Most nursing homes in Texas operate as limited liability companies or corporations. Your business structure affects your tax obligations, personal liability exposure, and ability to attract investors. Work with an attorney experienced in healthcare facility ownership to select the right entity type. Many operators create separate entities for the real estate and the operating business, which provides additional liability protection and flexibility if you later want to sell one without the other.

Location decisions should factor in local demographics, competition, and proximity to hospitals. Texas is a large state with dramatically different long-term care markets. Rural areas may have fewer competitors but smaller labor pools and lower Medicaid reimbursement volumes. Urban and suburban areas offer stronger staffing pipelines but higher real estate costs and more established competitors. Review the HHSC Long Term Care Provider Search to understand what facilities already serve your target area and how they perform on state inspections.

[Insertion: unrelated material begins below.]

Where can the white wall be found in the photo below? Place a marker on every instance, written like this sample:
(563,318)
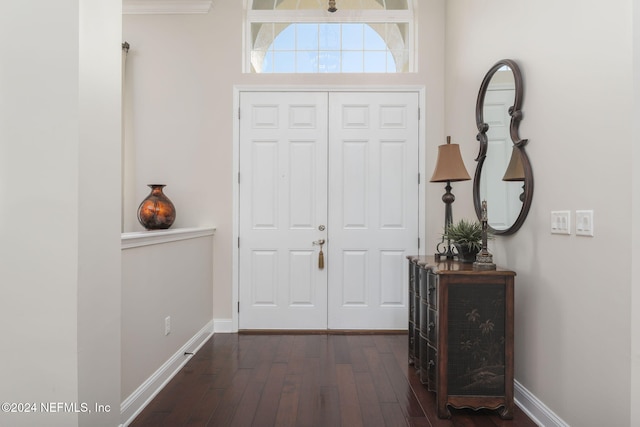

Prepare for Ongoing Compliance

Once you’re open, Texas nursing facilities are subject to unannounced state surveys, typically on an annual cycle but sometimes more frequently if complaints are filed. Surveyors evaluate resident care outcomes, medication management, nutrition, infection prevention, staffing levels, and whether residents’ rights are being respected. Deficiencies can result in fines, mandatory corrective action plans, or in serious cases, loss of your license.

You’ll also need to maintain liability insurance. While the specific coverage requirements vary based on your facility type and certification, carrying adequate professional and general liability coverage protects both your residents and your business. Most lenders and Medicaid contracts require proof of insurance as a condition of participation.

Beyond surveys, you’ll file regular cost reports with HHSC if you participate in Medicaid, submit quality measure data to CMS, and keep your administrator’s license and facility license current through renewals. Building a compliance team or designating a quality assurance director from day one helps prevent the kind of operational drift that leads to survey deficiencies down the road.